On 2022-08-13 03:03, gah4 wrote:
> On Friday, August 12, 2022 at 3:38:31 PM UTC-7, Johnny Billquist wrote:
>
> (snip)
>
>> I find that claim incredibly hard to believe. Can you give some examples
>> of this? Because even RSX, which is just a primitive predecessor of VMS
>> do not have such behavior. Everything in the kernel is completely hidden
>> and out of scope for a process, and the only way to do or get to
>> anything is through system calls. And that is generally true of almost
>> any reasonable multiuser, timesharing, memory protected operating system.
>
> Does timesharing mean interactive?

No. I just tried to limit myself to systems that fulfilled all those
attributes as systems where this isolation would be obvious. It was not
meant to be read that all timesharing systems are interactive, or that
all multiuser systems have memory protection, or any combination of
attributes means that all of those attributes apply or are necessary.

Unix systems, of which Linux is one, used to also not have that
isolation. In the old days, a lot of things were done by opening
/dev/kmem, and read through the kernel memory. Which then had to be done
in combination with reading the kernel symbol table in order to find out
where in kernel memory to read. This was always ugly, risky and tricky.

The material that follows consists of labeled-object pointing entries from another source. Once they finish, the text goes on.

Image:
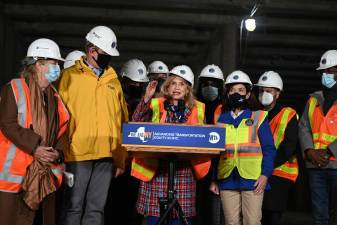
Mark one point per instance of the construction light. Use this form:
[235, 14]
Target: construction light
[250, 24]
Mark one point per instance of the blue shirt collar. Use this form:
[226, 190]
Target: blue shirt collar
[228, 119]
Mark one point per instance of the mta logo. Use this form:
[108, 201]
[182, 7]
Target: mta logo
[214, 137]
[141, 134]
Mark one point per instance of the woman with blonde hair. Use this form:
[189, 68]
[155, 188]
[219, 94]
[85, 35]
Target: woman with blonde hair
[32, 120]
[176, 105]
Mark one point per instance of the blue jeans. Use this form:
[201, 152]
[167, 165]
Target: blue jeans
[152, 220]
[322, 184]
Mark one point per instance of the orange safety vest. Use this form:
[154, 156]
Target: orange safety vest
[144, 169]
[323, 128]
[278, 125]
[13, 160]
[243, 149]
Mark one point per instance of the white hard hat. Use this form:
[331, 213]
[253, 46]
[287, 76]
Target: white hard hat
[238, 77]
[328, 60]
[104, 38]
[44, 48]
[212, 71]
[157, 67]
[185, 72]
[135, 70]
[270, 79]
[72, 57]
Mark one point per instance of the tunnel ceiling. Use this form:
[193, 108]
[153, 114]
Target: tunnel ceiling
[291, 35]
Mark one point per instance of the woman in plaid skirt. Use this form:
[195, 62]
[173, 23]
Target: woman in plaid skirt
[176, 105]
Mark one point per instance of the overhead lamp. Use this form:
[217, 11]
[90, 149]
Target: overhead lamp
[250, 24]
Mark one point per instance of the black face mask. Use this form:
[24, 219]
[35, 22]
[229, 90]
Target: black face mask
[160, 83]
[237, 101]
[134, 91]
[103, 60]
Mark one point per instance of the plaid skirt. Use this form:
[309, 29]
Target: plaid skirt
[184, 185]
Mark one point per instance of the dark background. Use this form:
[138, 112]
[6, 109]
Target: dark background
[290, 37]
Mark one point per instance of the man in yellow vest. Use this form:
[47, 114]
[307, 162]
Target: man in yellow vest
[284, 126]
[93, 94]
[318, 139]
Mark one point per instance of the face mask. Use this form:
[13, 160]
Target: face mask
[53, 73]
[328, 80]
[266, 98]
[103, 60]
[160, 83]
[236, 101]
[134, 91]
[209, 93]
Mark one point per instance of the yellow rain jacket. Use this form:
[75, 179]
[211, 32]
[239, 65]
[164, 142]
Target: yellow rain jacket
[97, 110]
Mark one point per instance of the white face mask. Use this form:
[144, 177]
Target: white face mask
[266, 98]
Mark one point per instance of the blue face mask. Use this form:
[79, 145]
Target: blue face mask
[209, 93]
[328, 80]
[53, 72]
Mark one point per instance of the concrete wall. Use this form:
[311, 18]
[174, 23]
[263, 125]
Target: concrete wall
[12, 50]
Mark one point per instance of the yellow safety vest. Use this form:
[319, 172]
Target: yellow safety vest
[243, 149]
[323, 128]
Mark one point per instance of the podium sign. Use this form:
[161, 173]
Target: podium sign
[174, 136]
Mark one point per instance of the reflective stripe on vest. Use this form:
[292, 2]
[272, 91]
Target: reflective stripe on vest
[5, 175]
[243, 149]
[15, 160]
[278, 125]
[145, 169]
[323, 128]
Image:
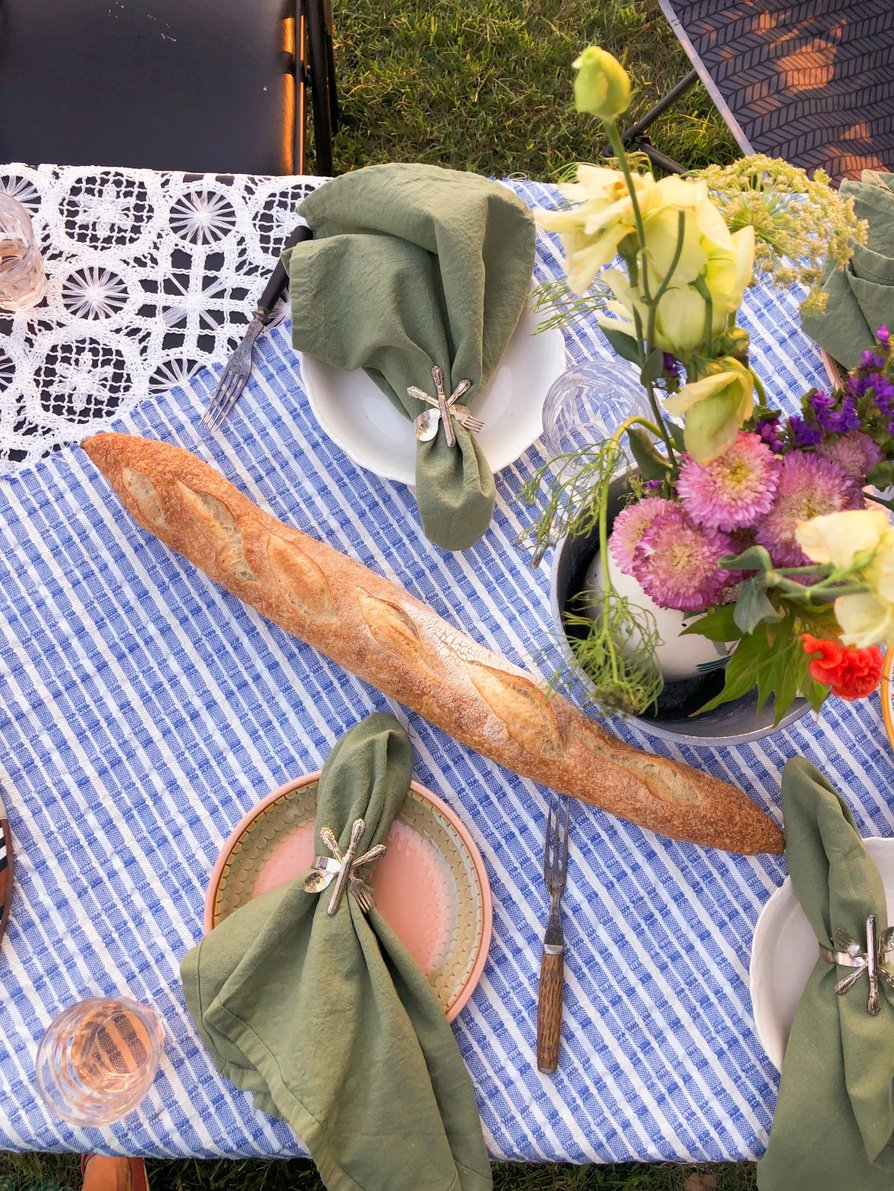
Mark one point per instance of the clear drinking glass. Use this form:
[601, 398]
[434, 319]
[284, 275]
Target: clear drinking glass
[98, 1059]
[588, 401]
[23, 281]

They obviously learned that this is no good, and got away from it. The
fact that VMS still have this is very surprising to me. I would have
thought it never had it to start with. Like I said, RSX do not. But in a
way that was easier/more obvious on a PDP-11, since it's not such a flat
address space as on the VAX. Kernel space on a PDP-11 is generally not
even possible to see from user space, and you'd have to mess things up,
and use extra resources there. On the VAX, the kernel space is always a
part of your address space, but I would expect it to normally all have
been fully protected from user space access. But now I'm being told it
actually isn't with VMS. I guess they might have been concerned about
performance, but this is a sad state and excuse.